What is direct marketing? There are lots of definitions, but they all boil down to this: Direct marketing is a targeted communication that seeks a response from an individual. It’s one to one marketing, that is measurable, whose aim is to develop a profitable & personal relationship

It is marketing that is targeted, marketing that creates a response. A response that is measurable and designed to be ‘repeatable.’ A response that builds a database of supporters to whom ongoing communications are personalised. It builds long term & profitable relationships and its cost effectiveness can be projected & analysed.

Now, I am a direct marketer at heart so I, naturally, think that direct marketing is one of the most important forms of fundraising. And as with other types of fundraising, if “you don’t ask you don’t get.”

The data really is key, to ensure you communicate with the right people, at the right time & with the right message - and testing & continuous learning is the cornerstone of direct marketing.  

And if I was looking for just one thing to improve a direct marketing programme? It wouldn’t be sending a nice thank you letter. Sorry. It would be establishing controls, testing and learning and running results. And then rolling out what I’ve learned so we can get better and better.

Too many times I’ve spoken to direct marketing teams who don’t operate under these basic principles. And they can’t work out why their results aren’t the same (or better) year on year. They don’t know what it is that has made this happen. Invariably they are doing something different every time, so they don’t know what works.

How can they create that ‘personal and profitable relationship’ without this knowledge? Direct marketing is as much (if not more) about science and technique. Not pretty creative.

People will argue that a small database means they can’t introduce controls. Put bluntly, in my experience this is rubbish. Direct marketing works if you do it properly. It’s as simple as that. If you don’t, then all the nice thank you’s, mid donor programmes, 'onboarding' journeys etc mean diddly squat.

So, please. Get the basics right.

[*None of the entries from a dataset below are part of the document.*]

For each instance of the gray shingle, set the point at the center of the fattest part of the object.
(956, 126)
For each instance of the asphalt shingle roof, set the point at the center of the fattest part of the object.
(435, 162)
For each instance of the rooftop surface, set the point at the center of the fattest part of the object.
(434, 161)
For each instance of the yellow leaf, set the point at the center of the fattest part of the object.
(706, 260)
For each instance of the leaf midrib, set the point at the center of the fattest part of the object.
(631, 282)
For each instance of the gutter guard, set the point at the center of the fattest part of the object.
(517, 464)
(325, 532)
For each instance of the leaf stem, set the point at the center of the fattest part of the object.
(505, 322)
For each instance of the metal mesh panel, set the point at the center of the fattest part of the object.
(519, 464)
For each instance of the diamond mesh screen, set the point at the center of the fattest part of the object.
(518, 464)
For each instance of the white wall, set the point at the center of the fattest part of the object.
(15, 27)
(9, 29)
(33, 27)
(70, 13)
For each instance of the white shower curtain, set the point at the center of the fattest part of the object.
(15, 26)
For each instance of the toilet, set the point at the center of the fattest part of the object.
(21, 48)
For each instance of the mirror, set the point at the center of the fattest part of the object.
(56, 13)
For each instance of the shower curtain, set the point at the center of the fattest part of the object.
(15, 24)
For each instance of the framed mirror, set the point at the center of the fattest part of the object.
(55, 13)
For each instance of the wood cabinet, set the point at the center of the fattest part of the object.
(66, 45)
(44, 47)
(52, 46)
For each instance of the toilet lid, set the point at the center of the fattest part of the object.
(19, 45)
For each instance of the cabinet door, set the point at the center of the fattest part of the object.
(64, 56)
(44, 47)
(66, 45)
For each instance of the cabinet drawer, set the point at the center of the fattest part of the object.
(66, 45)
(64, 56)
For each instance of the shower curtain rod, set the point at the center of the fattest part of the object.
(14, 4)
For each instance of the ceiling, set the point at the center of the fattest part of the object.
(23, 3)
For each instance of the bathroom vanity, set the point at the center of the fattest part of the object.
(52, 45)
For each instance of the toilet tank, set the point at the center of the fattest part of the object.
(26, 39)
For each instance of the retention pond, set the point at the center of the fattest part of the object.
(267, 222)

If you want to do one thing that will improve a direct marketing programme it is this – get it right.

Of course do the donor care, get the thank you letter right and out quickly. These will all help improve performance further.

But forget the basic rules of direct marketing and you won’t see performance improve in the first place.

Obviously, these are only my humble opinions and I’m happy to discuss these whenever you’d like. That’s what the comments section is for – so please contribute.



P.S. You can read the Storify of the twitter chat here

1 comment:

  1. Preach it. I'm amazed that so many people doing direct marketing don't follow these basic principles. Thank you for reminding us.